Ta wątpliwa przyjemność regularnie spotyka samorządowców. Sam schemat powtarza się od lat i – trzeba podkreślić – nie został wymyślony przez polityków obecnie rządzącej formacji. Jednak teraz wynoszony jest na zupełnie nowy poziom w efekcie otwartego konfliktu pomiędzy władzami lokalnymi i centralnymi, trwającego już od 2015 r. Polaryzacja stanowisk doprowadziła do tego, że nie są już nawet podejmowane próby dialogu. Widać to było doskonale przy okazji strajku nauczycieli i negocjacji, które go zakończyły. Zaproponowane wtedy przez rząd podwyżki nie były konsultowane ze środowiskiem samorządowym. A przecież to na władzach lokalnych w dużej mierze spoczywa obowiązek finansowania oświaty.

Czytaj także: Rząd dociska samorządy do budżetowej ściany

Ostatnie lata są zaś okresem szybkiego powiększenia się luki finansowej w oświacie. O ile w 2016 r. wynosiła ona 19 mld zł, o tyle w roku ubiegłym przekroczyła już 27 mld.

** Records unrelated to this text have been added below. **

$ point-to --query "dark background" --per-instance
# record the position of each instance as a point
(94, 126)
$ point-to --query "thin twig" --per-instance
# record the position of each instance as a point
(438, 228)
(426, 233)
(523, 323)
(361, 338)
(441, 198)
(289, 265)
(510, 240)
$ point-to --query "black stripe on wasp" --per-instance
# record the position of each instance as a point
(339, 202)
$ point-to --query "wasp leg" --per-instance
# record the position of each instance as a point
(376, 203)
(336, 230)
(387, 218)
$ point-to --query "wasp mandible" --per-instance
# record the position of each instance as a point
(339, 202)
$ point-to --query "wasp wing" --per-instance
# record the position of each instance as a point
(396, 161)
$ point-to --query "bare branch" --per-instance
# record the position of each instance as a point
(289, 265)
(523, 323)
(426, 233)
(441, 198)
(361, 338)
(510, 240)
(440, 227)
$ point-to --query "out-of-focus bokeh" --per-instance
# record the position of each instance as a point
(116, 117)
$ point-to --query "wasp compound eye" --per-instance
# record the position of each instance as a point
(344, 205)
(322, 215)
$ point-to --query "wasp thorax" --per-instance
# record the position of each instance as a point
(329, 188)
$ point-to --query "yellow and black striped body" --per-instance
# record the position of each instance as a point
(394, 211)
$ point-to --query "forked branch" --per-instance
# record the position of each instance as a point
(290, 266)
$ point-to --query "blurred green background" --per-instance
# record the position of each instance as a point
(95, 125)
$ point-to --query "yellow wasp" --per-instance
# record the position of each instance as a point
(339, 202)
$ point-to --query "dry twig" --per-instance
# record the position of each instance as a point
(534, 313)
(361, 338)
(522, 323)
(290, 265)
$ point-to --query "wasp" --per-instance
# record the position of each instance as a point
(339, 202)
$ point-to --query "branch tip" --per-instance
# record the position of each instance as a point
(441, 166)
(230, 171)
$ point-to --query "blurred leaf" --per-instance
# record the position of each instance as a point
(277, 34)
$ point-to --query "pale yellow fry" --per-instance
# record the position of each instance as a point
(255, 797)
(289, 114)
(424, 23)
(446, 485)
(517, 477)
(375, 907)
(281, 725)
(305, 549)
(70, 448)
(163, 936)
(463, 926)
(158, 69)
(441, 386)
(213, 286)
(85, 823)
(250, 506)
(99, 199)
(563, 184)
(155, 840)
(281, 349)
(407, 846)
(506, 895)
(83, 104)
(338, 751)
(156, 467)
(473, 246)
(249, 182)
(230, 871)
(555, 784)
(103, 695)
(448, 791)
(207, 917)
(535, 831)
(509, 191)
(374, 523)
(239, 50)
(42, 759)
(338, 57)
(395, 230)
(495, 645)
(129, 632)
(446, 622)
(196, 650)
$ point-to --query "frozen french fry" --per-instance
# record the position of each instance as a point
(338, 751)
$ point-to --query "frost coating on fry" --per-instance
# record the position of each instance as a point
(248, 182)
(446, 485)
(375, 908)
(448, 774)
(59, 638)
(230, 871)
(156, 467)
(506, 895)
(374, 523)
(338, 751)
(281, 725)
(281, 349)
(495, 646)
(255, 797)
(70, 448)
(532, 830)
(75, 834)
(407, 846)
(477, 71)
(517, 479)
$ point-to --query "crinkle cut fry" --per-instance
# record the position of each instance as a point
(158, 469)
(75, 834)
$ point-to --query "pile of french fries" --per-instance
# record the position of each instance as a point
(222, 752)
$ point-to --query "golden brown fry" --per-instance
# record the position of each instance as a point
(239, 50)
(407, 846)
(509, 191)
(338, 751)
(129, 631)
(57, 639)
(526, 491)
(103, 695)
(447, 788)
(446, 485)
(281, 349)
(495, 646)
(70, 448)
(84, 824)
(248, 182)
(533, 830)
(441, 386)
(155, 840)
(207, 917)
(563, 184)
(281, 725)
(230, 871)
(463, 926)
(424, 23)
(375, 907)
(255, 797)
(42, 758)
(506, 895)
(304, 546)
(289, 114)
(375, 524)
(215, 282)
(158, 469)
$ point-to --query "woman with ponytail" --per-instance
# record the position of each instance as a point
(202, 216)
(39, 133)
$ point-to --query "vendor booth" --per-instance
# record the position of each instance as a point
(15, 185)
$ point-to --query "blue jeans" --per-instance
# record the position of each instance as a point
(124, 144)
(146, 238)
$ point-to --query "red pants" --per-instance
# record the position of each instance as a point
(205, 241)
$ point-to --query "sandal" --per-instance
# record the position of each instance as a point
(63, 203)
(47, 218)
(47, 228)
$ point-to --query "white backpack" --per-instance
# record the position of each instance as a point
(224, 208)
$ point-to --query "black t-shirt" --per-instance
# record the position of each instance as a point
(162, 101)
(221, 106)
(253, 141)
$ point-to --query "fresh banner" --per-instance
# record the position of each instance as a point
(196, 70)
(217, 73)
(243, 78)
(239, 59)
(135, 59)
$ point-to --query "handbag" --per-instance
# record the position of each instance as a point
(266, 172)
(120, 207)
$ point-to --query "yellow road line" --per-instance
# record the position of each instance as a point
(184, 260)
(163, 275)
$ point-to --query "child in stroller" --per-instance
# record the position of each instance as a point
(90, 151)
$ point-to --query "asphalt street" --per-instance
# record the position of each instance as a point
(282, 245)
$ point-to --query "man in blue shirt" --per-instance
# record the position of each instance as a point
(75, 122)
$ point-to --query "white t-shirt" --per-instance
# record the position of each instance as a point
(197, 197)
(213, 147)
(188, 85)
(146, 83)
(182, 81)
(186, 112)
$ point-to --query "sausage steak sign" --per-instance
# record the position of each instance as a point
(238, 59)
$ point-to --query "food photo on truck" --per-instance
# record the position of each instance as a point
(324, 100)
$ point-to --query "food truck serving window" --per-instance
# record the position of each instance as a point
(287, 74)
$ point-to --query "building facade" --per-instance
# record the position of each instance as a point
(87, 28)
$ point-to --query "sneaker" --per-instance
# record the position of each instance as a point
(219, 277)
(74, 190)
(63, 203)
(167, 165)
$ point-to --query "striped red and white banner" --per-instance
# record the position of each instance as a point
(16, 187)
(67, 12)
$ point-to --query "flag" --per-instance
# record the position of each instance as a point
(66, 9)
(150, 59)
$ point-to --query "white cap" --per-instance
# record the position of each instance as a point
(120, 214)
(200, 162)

A przecież większe wydatki na oświatę to niejedyne, a nawet nie największe, zmartwienie samorządów. Obniżka PIT czy wprowadzenie zerowej stawki dla młodych może dokonać prawdziwego spustoszenia w lokalnych budżetach. Zgodnie z szacunkami Związku Miast Polskich oznacza to uszczuplenie dochodów samorządów o ponad 7 mld zł.

Tych strat nie da się uzupełnić z innych źródeł, samorządy nie mają takich możliwości. W przeciwieństwie do rządu. Uszczelnienie systemu VAT, które przyniosło wielomiliardowe korzyści, podwyżka akcyzy czy planowana likwidacja limitu 30-krotności składek na ZUS, niezbędne do realizacji „piątki Kaczyńskiego", oznaczają dodatkowe dochody dla budżetu państwa. Samorządy nie zobaczą jednak z tego tytułu ani złotówki. Dlatego prezydenci kolejnych miast muszą informować, że nie będą w stanie zrealizować inwestycji, które obiecywali. Lista takich projektów się wydłuża, a wraz z nią rośnie niezadowolenie mieszkańców. Możliwe, że efekty tego niezadowolenia będą widoczne w wynikach kolejnych wyborów samorządowych. Ale w związku z politycznymi sympatiami większej części samorządowego środowiska prawdopodobnie nie spędza to snu z powiek politykom PiS.

Cudowny lek, który mógłby naprawić finanse samorządów, nie istnieje, ale najwyższy czas, żeby rozpocząć dyskusję o drodze prowadzącej do tego celu. Mogłoby w tym pomóc zagwarantowanie lokalnym władzom wyższego udziału w PIT (bo na to, że rząd podzieli się np. wpływami z VAT, trudno liczyć). Niektórzy eksperci proponują też „urealnienie" stawek podatku od nieruchomości. Zajmą się tym – jeśli w ogóle – dopiero posłowie kolejnej kadencji Sejmu. Tymczasem samorządowe budżety na przyszły rok trzeba układać już teraz.